Release Date: May 21, 2025

  • Revenue: $1.259 billion, a 10.2% increase over Q1 2025.
  • Adjusted EBITDA: $150.4 million, representing 11.9% of revenues, a 14.9% increase over Q1 2025.
  • Net Income: $61 million.
  • Diluted EPS: $2.09 per share.
  • Share Repurchases: 200,000 shares for $30.2 million.
  • Backlog: $8.1 billion, with $4.7 billion expected in the next 12 months.
  • Operating Cash Flow: Used $54 million in the quarter.
  • DSOs: 111 days, a reduction of three days sequentially from Q4 2025.
  • Revenue Guidance for Fiscal 2026: Increased to a range of $5.29 billion to $5.425 billion.
  • Q2 Fiscal 2026 Outlook: Revenue of $1.38 billion to $1.43 billion, adjusted EBITDA of $185 million to $200 million, and diluted EPS of $2.74 to $3.05 per share.

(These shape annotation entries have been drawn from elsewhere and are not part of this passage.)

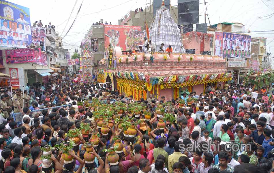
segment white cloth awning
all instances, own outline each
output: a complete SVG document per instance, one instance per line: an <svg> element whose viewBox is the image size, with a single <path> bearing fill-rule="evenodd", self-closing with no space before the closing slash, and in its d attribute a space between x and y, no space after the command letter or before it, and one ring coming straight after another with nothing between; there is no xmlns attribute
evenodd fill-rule
<svg viewBox="0 0 274 173"><path fill-rule="evenodd" d="M43 76L45 76L51 75L51 74L50 73L54 71L51 69L39 69L33 70Z"/></svg>

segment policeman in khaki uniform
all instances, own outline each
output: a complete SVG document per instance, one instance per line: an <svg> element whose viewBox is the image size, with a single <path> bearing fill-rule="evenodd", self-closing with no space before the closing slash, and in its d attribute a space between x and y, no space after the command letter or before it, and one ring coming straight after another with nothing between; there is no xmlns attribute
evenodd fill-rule
<svg viewBox="0 0 274 173"><path fill-rule="evenodd" d="M2 95L1 96L1 101L0 101L0 106L2 110L3 115L3 117L4 118L7 119L9 116L9 114L7 111L7 110L10 107L7 106L7 103L6 103L6 97L5 95Z"/></svg>
<svg viewBox="0 0 274 173"><path fill-rule="evenodd" d="M150 94L149 98L147 99L147 103L149 103L149 104L151 104L151 101L153 100L155 100L155 99L154 98L152 97L152 94Z"/></svg>
<svg viewBox="0 0 274 173"><path fill-rule="evenodd" d="M14 106L14 112L15 113L21 113L21 114L16 115L16 120L17 122L22 123L23 116L24 115L23 112L23 94L22 94L21 90L19 89L16 89L16 94L13 97L13 106Z"/></svg>
<svg viewBox="0 0 274 173"><path fill-rule="evenodd" d="M9 116L10 112L12 112L12 107L13 106L13 103L12 103L12 100L10 98L10 95L7 95L5 96L6 97L6 100L5 101L7 103L7 107L9 108L7 109L7 111Z"/></svg>

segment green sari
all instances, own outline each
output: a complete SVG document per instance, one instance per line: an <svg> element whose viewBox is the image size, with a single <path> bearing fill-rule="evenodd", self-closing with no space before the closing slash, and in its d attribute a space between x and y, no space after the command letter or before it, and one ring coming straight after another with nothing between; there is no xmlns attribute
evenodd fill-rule
<svg viewBox="0 0 274 173"><path fill-rule="evenodd" d="M207 119L205 120L205 121L206 122L206 129L208 130L209 132L209 136L211 138L212 140L213 140L213 132L211 131L211 130L213 129L214 127L214 125L216 122L216 121L212 119L211 119L210 120L208 120Z"/></svg>

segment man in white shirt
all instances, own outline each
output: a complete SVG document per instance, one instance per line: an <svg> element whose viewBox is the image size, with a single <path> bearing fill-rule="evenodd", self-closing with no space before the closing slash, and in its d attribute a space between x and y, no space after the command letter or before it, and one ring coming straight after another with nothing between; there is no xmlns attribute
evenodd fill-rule
<svg viewBox="0 0 274 173"><path fill-rule="evenodd" d="M257 99L257 97L259 97L259 94L256 92L256 91L254 91L253 92L251 93L251 98L255 98L256 100Z"/></svg>
<svg viewBox="0 0 274 173"><path fill-rule="evenodd" d="M7 22L5 20L3 22L3 25L1 28L2 30L6 31L10 31L10 29L7 26Z"/></svg>
<svg viewBox="0 0 274 173"><path fill-rule="evenodd" d="M263 116L267 119L267 124L269 124L269 122L271 121L271 115L270 114L267 113L267 108L264 108L263 110L264 112L260 114L259 116L259 119L260 119L260 118L262 116Z"/></svg>
<svg viewBox="0 0 274 173"><path fill-rule="evenodd" d="M220 40L220 36L217 36L217 39L215 41L215 54L216 55L220 55L220 48L222 46L222 41Z"/></svg>
<svg viewBox="0 0 274 173"><path fill-rule="evenodd" d="M29 117L29 113L30 113L30 111L31 110L30 110L28 108L24 108L23 109L23 112L24 112L25 114L23 116L23 118L22 119L22 123L23 124L24 123L24 122L23 121L25 117L28 117L29 118L30 120L29 123L29 127L31 127L33 124L33 118Z"/></svg>
<svg viewBox="0 0 274 173"><path fill-rule="evenodd" d="M218 117L219 121L215 123L213 129L213 137L214 137L217 136L221 131L221 127L222 125L226 124L226 122L224 121L223 116L220 115Z"/></svg>
<svg viewBox="0 0 274 173"><path fill-rule="evenodd" d="M229 149L229 148L228 148ZM230 149L231 148L230 148ZM229 151L229 150L228 150ZM240 165L240 163L237 161L236 160L232 158L232 150L230 150L230 151L226 151L226 153L228 155L228 159L227 160L227 166L231 168L234 168L235 166Z"/></svg>
<svg viewBox="0 0 274 173"><path fill-rule="evenodd" d="M213 112L213 109L214 108L214 107L213 106L209 106L208 108L209 110L204 113L205 119L206 119L207 118L207 114L208 114L209 113L210 113L212 114L212 118L216 120L216 116L215 116L215 113Z"/></svg>
<svg viewBox="0 0 274 173"><path fill-rule="evenodd" d="M18 145L23 145L21 136L23 134L23 131L21 128L17 128L14 130L15 135L14 138L12 141L12 143L16 143Z"/></svg>

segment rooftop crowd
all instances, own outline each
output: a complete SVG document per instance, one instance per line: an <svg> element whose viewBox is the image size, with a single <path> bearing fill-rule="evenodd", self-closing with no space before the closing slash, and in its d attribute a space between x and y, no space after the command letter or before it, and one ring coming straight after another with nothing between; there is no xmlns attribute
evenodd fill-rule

For the complete transcript of the earnings call, please refer to the full earnings call transcript.

Positive Points

  • Dycom Industries Inc (DY, Financial) exceeded the high end of their guidance for the quarter on all metrics, including revenue, adjusted EBITDA, and EPS.
  • The company reported a 10.2% increase in first-quarter revenue over Q1 2025, reaching $1.259 billion.
  • Dycom Industries Inc (DY) has a record backlog of $8.1 billion, including $4.7 billion expected to be completed in the next 12 months.
  • The company has diversified its customer base and services within the telecommunications and digital infrastructure space, reducing dependency on any single customer.
  • Dycom Industries Inc (DY) increased its revenue expectations for the year to a range of $5.29 billion to $5.425 billion, indicating confidence in future growth.

Negative Points

  • Despite strong performance, Dycom Industries Inc (DY) faces macroeconomic uncertainties, including tariffs and international trade actions, which could impact future operations.
  • Operating cash flows used in the quarter were $54 million, reflecting seasonal uses of cash and supporting revenue growth.
  • The company is closely monitoring tariff implications, which could lead to cost increases in some equipment components sourced offshore.
  • Dycom Industries Inc (DY) has not included revenue from the BEAD program in their fiscal 2026 outlook, indicating uncertainty in this area.
  • The company's combined DSOs of accounts receivable and contract assets net were 111 days, suggesting room for improvement in cash flow management.

Disclosures

I/We may personally own shares in some of the companies mentioned above. However, those positions are not material to either the company or to my/our portfolios.